Museum Taman Prasasti yang terletak di Jalan Tanah Abang I, Jakarta Pusat, merupakan salah satu destinasi yang menarik dikunjungi untuk mengisi waktu liburan bersama keluarga. Meseum yang semula pemakaman umum Kebon Jahe Kober zaman Belanda ini menyimpan seribu cerita.

Ketika memasuki pintu gerbang, pengunjung dapat melihat dua kereta kuda yang berada di samping kiri dan kanan serta hamparan nisan.

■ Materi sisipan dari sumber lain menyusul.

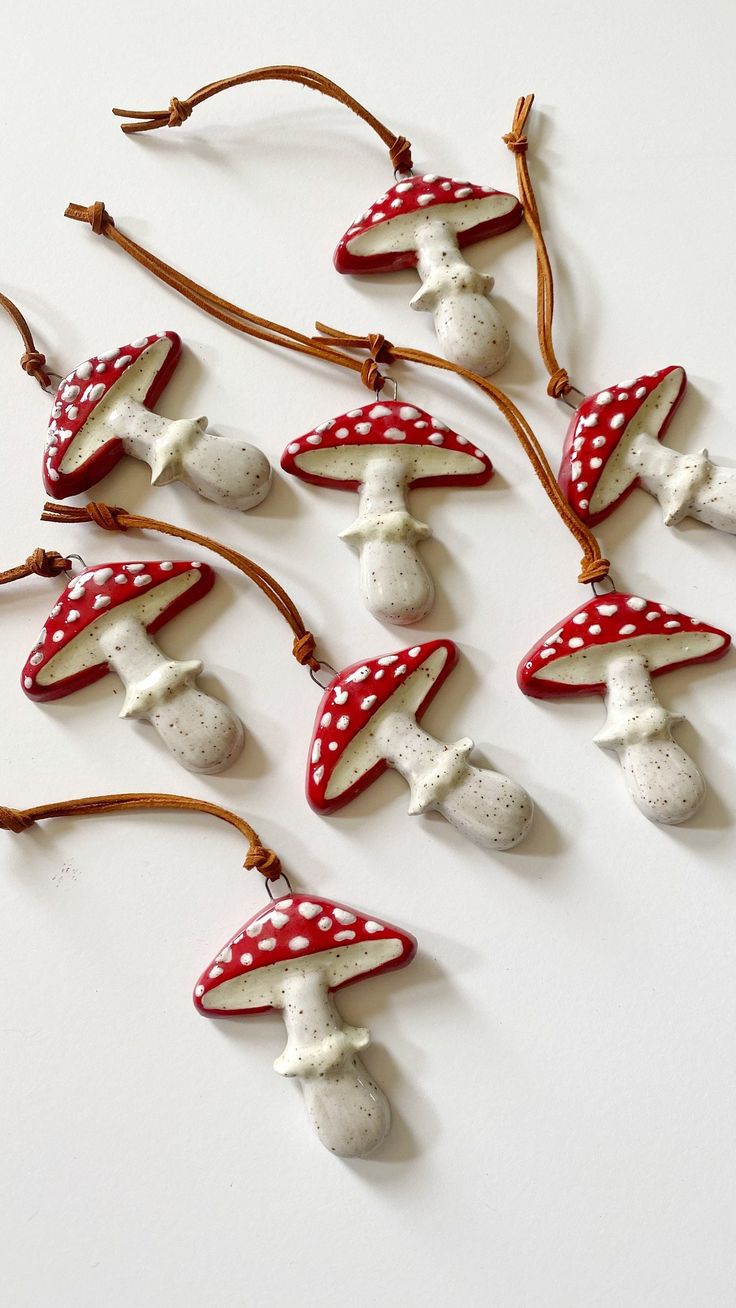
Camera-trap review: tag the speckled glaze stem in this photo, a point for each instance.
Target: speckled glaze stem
(199, 730)
(662, 778)
(467, 323)
(348, 1111)
(395, 584)
(485, 806)
(229, 472)
(686, 485)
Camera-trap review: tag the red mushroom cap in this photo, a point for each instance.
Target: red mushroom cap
(591, 476)
(334, 453)
(67, 655)
(285, 935)
(382, 238)
(67, 467)
(568, 659)
(344, 760)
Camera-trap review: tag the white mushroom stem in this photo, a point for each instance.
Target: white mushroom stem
(347, 1108)
(686, 485)
(467, 323)
(662, 778)
(229, 472)
(485, 806)
(199, 730)
(394, 581)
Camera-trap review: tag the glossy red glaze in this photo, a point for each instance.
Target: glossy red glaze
(607, 621)
(416, 195)
(76, 399)
(296, 928)
(595, 432)
(387, 425)
(349, 703)
(90, 595)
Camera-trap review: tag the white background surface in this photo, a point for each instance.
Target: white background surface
(561, 1056)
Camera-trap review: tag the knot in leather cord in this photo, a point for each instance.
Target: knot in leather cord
(106, 516)
(594, 570)
(46, 564)
(400, 153)
(263, 861)
(178, 111)
(517, 143)
(558, 383)
(303, 649)
(13, 820)
(33, 362)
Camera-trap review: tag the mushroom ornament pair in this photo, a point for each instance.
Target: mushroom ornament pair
(103, 621)
(103, 411)
(613, 445)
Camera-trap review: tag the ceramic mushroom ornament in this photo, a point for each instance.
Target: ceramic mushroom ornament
(292, 956)
(424, 223)
(613, 445)
(368, 721)
(382, 451)
(615, 646)
(103, 410)
(103, 623)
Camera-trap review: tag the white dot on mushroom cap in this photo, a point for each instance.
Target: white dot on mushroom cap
(344, 917)
(309, 909)
(360, 674)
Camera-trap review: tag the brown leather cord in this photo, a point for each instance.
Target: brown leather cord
(32, 360)
(517, 141)
(39, 564)
(113, 518)
(179, 110)
(592, 565)
(259, 856)
(228, 313)
(378, 349)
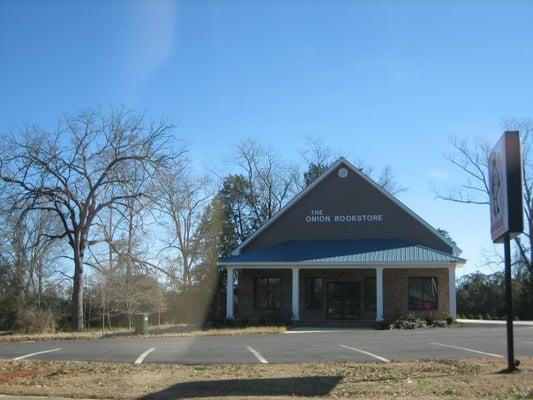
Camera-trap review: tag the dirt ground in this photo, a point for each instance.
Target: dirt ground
(473, 379)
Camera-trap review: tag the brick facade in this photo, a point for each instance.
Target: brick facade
(395, 292)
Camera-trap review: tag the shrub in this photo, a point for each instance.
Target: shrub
(439, 323)
(408, 321)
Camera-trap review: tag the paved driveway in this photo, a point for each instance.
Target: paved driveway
(312, 345)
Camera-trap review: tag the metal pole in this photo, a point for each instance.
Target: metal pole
(509, 304)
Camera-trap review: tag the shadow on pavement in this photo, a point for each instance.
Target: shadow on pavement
(295, 386)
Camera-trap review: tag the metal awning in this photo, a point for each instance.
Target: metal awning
(333, 252)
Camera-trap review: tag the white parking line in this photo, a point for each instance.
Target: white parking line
(467, 349)
(141, 358)
(257, 355)
(365, 352)
(36, 353)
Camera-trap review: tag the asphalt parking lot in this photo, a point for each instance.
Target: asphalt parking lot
(310, 345)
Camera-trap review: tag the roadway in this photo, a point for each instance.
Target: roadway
(302, 345)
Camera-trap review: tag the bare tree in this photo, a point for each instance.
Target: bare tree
(69, 174)
(270, 181)
(180, 203)
(471, 158)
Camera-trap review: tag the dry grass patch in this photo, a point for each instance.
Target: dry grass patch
(165, 332)
(473, 379)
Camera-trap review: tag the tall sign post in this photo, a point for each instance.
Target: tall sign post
(506, 213)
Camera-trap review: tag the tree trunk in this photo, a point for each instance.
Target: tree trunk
(77, 294)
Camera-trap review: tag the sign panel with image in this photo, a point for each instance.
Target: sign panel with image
(505, 188)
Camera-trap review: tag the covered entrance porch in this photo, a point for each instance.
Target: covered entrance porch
(320, 281)
(351, 293)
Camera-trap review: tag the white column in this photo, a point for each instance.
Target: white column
(295, 293)
(229, 293)
(451, 291)
(379, 293)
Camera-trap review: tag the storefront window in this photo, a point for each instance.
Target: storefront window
(313, 293)
(267, 293)
(423, 293)
(370, 293)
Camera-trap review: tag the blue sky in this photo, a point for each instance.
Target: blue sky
(384, 82)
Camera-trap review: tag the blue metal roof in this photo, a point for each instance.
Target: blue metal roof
(345, 252)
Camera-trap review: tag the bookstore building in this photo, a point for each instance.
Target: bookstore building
(343, 249)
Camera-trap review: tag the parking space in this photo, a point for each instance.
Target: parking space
(311, 346)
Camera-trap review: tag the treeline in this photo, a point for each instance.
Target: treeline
(482, 296)
(105, 217)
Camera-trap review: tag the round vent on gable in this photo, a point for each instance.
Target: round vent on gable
(343, 172)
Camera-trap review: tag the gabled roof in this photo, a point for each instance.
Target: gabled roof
(334, 167)
(388, 251)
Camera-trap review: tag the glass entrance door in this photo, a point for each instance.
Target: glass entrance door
(344, 300)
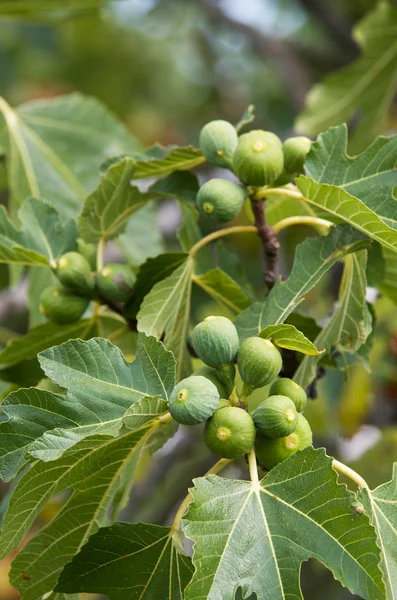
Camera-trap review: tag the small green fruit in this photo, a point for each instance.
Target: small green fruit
(218, 141)
(220, 199)
(62, 306)
(258, 361)
(115, 282)
(295, 151)
(74, 272)
(193, 400)
(211, 374)
(271, 451)
(276, 416)
(287, 387)
(258, 159)
(215, 341)
(230, 432)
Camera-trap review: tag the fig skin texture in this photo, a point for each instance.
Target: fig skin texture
(276, 416)
(74, 272)
(258, 159)
(215, 341)
(211, 374)
(62, 306)
(218, 141)
(295, 151)
(230, 432)
(220, 199)
(115, 282)
(288, 387)
(193, 400)
(271, 451)
(258, 361)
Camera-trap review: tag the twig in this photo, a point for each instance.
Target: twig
(269, 241)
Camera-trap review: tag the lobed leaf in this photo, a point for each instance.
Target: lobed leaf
(287, 336)
(93, 469)
(101, 386)
(165, 310)
(133, 560)
(366, 87)
(313, 258)
(55, 146)
(223, 289)
(43, 236)
(350, 325)
(381, 505)
(256, 536)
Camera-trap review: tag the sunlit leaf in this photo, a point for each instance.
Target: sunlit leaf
(365, 88)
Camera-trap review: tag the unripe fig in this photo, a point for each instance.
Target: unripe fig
(220, 199)
(115, 282)
(227, 375)
(271, 451)
(287, 387)
(276, 416)
(258, 361)
(218, 141)
(295, 151)
(215, 341)
(74, 272)
(211, 374)
(62, 306)
(230, 432)
(258, 159)
(193, 400)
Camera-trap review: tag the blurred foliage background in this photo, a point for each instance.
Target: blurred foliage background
(166, 67)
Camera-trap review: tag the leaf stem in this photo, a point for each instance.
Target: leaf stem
(341, 468)
(221, 464)
(253, 467)
(99, 255)
(320, 224)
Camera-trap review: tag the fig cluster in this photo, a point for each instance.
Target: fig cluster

Sebuah lonceng besar, konon lonceng tersebut dibunyikan saat jenazah datang untuk dimakamkan.

Di sebelah kiri, terdapat sebuah replika peti jenazah makan dua tokoh Proklamator yakni Soekarno dan Mohammad. Kedua peti ini pernah digunakan oleh kedua tokoh prokalmator.

Di kaca Peti tersebut tertulis, yang digunakan Soekarno tersebut membawa jenazah Sang Proklamator dari Rumah Sakit Pusat Angkatan Darat (RSPAD) ke Wisma Yaso sekarang Museum Satria Mandal untuk disemayamkan.

Sedangkan, peti Mohammad Hatta digunakan untuk membawa jenazah dari Rumah Sakit Dr. Tjitpto Mangunkusumo (RSCM) ke Tempat Pemakaman Umum (TPU) Tanah Kusir. Bung Hatta memang berwasiat ingin dimakamkan di tengah-tengah masyarakat.

Disebelah Kanan, terdapat sebuah batu sembahyang dengan huruf Jepang. Batu tersebut sengaja dibuat untuk mengenang para tentara Jepang yang tewas saat bertempur dengan Sekutu.

Selain itu, beberapa kali perwakilan Kedutaan Jepang menyempatkan diri untuk sembahyang disana untuk mendoakan arwah para tentaranya yang gugur di medan perang.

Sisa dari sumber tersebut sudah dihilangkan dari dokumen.